Foi com bastante tristeza que os fãs de filmes de terror e amantes do cinema receberam, neste domingo (16), a notícia do falecimento de George Romero. O diretor, chamado carinhosamente de “o pai dos filmes de zumbi”, faleceu aos 77 anos de idade, vítima de um câncer de pulmão.
É fácil elencar os feitos que o levaram a ganhar esse título. “A Noite dos Mortos Vivos”, de 1968, deu origem a um gênero que, até hoje, é amado por muitos e explorado com espantoso sucesso. Os mortos se tornaram, novamente, vivos pela ação de Romero, que não só transformou esse retorno em uma festa de horror e corpos despedaçados, mas também adicionou um caráter político a tudo isso.
Os filmes de Romero, pelo menos em sua primeira safra, eram verdadeiras críticas à sociedade, deixando os espectadores assustados não apenas pelo banho de sangue, mas também pelas pancadas diretas em seu estilo de vida. Na Trilogia dos Mortos, vemos não apenas o domínio do mundo pelos zumbis, mas também a falência da sociedade como um todo, algo que, espantosamente, vem acontecendo em nosso mundo mesmo sem a influência dos desmortos.
Elencar as grandes obras do diretor – e também os trabalhos duvidosos – é tarefa fácil. Citar sua influência na cultura pop, também – “The Walking Dead” e Resident Evil são, até hoje, filhos riquíssimos do pai Romero. Sua influência na série da Capcom, entretanto, vai bem além de, meramente, inspiração.
https://www.youtube.com/watch?v=5vSlRrL689Y
Em 1997, ele dirigiu dois comerciais para Resident Evil 2, que seria lançado no ano seguinte, e entregou aquilo que seria a melhor adaptação da série em uma mídia audiovisual. Não dá para falar em cinemas, aqui, pois estamos citando propagandas de menos de um minuto. Não foi preciso muito tempo, entretanto, para que Romero transferisse para as telas o clima de terror e caos que os games tentavam passar.

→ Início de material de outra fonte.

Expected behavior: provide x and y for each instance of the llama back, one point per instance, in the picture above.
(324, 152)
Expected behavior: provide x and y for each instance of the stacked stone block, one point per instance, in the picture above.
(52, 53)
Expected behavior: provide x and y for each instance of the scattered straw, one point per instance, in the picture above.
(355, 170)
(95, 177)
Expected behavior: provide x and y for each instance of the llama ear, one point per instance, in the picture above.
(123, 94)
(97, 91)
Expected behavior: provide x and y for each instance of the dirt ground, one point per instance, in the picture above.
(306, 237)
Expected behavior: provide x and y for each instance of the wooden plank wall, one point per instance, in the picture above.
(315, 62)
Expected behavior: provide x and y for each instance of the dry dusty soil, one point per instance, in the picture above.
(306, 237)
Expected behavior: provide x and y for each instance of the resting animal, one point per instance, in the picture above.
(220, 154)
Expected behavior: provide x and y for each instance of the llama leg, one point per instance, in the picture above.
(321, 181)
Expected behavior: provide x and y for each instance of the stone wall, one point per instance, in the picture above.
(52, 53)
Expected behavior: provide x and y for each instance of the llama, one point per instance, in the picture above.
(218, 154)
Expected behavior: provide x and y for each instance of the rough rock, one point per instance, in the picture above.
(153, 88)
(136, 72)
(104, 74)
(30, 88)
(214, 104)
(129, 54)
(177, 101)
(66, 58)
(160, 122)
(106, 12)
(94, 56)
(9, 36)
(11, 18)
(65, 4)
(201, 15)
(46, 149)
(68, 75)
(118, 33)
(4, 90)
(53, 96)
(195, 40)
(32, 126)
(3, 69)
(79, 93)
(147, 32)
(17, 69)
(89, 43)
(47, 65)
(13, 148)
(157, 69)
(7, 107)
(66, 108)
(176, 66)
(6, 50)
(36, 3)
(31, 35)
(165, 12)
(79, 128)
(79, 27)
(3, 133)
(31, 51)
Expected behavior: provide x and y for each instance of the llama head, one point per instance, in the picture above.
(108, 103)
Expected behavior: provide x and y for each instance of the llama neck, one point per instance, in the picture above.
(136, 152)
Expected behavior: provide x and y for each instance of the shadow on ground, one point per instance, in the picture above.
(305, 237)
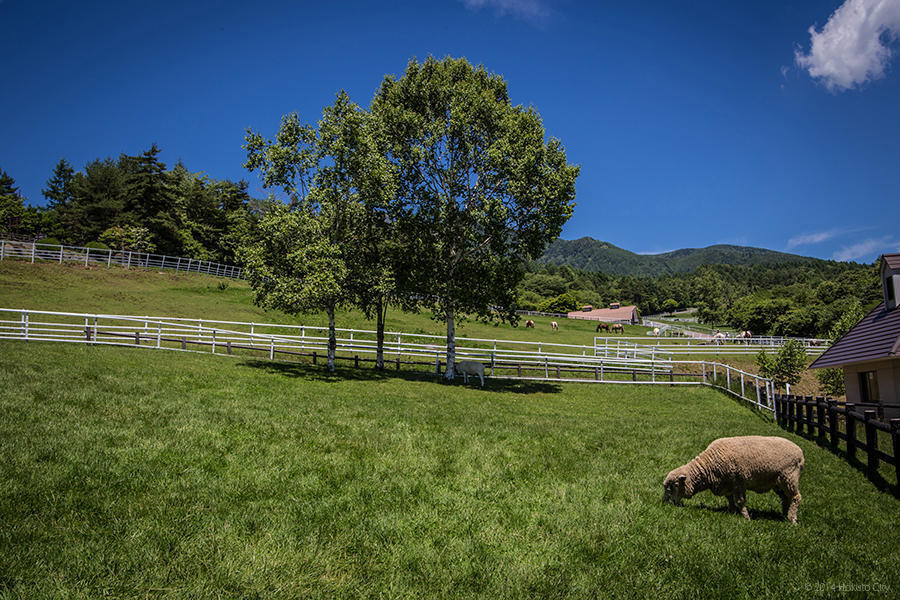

Os vídeos traziam, simultaneamente, os traços clássicos do cinema de Romero e também dessa primeira leva de Resident Evil. Estamos falando de cortes rápidos de câmera, zumbis lerdos e uma ameaça constante. Acima de tudo, temos o clima de filme B que permeia toda a produção, uma relíquia de uma era em que longas de zumbi não eram nada tecnológicos e cheios de ação, enquanto a própria franquia de jogos seguia adiante com games que, até hoje, representam a definição clássica de Survival Horror – eles eram viscerais, sombrios e travados, mas não de uma forma ruim.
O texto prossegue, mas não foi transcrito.